Museum of Art acquires self-portrait of photomontage pioneer

Hoch

Senior curator Ihor Holubizky, left, and Museum director Carol Podedworny, right, take a first look at the Hannah Höch self-portrait after unpacking it at the McMaster Museum of Art.


The McMaster Museum of Art has landed a piece by one of the first artists to “Photoshop” images.

The Museum has acquired a 1931 self-portrait by German artist Hannah Höch – one of the pioneers of photomontage.

Artists including Höch originated photomontage by manually cutting and joining two or more photographs into a final image. The technique is now often performed with the popular photo editing software Photoshop.

The self-portrait is the first work by the artist to enter the collection, adding to the Museum’s considerable Expressionist and Weimar period holdings.

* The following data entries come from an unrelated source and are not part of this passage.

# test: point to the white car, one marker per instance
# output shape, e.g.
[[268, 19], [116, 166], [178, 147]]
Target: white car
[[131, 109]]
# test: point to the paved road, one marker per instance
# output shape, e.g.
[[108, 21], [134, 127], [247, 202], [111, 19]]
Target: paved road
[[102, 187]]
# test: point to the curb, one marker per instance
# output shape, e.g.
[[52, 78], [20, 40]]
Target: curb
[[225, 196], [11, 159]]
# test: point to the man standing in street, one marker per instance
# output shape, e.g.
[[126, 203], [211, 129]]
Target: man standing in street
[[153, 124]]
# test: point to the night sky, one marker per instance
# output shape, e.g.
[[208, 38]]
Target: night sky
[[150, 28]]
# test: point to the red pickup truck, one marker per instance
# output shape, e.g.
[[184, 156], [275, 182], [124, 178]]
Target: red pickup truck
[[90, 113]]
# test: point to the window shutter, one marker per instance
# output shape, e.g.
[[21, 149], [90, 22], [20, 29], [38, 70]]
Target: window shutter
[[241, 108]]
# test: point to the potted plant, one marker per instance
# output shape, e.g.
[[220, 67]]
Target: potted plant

It could also be the only Höch painting in a Canadian public collection.

“We are thrilled,” says Museum director Carol Podedworny. “For a collection built on important early 20th century German art, this Hannah Höch is long overdue.”

Höch, born in 1889, studied design and graphic art in Berlin prior to the First World War and was a member of the avant-garde art movement known as Dada – though she was never fully accepted by her peers.

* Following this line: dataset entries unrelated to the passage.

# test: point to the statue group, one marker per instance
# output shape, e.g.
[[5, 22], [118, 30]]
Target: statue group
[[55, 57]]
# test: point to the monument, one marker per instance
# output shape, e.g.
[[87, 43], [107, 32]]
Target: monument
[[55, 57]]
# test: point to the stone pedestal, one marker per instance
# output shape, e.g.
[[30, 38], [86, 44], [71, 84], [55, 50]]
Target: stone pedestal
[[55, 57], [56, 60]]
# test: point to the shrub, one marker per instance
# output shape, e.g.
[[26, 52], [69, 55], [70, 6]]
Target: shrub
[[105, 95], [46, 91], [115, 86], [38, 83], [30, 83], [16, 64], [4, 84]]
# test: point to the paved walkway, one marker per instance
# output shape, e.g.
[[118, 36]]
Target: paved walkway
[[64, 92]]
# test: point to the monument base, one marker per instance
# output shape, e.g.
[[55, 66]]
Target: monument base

“It was not easy for a woman to make it as a modern artist in Germany [and] most of the male colleagues considered us for a long time a charming, gifted amateurs,” she said in a 1959 interview.

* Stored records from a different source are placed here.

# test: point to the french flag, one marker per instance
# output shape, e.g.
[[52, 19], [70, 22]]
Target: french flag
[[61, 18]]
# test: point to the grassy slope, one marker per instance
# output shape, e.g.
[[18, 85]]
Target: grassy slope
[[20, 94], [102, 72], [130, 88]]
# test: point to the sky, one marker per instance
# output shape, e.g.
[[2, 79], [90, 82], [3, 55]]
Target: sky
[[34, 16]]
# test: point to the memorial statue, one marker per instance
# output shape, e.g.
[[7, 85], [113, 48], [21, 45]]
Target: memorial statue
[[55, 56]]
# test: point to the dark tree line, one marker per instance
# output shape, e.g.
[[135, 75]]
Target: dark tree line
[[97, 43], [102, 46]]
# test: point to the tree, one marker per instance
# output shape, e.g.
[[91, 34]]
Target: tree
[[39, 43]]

She died in 1978 and is now recognized as having developed a distinct visual language that addressed the social attitudes of the modern age and women as subjects.

The Museum of Art has added more than 100 new works of art to its internationally recognized collection over the past year. It now houses approximately 7,000 objects.

The portrait was purchased with funds from the Donald Murray Shepherd Trust.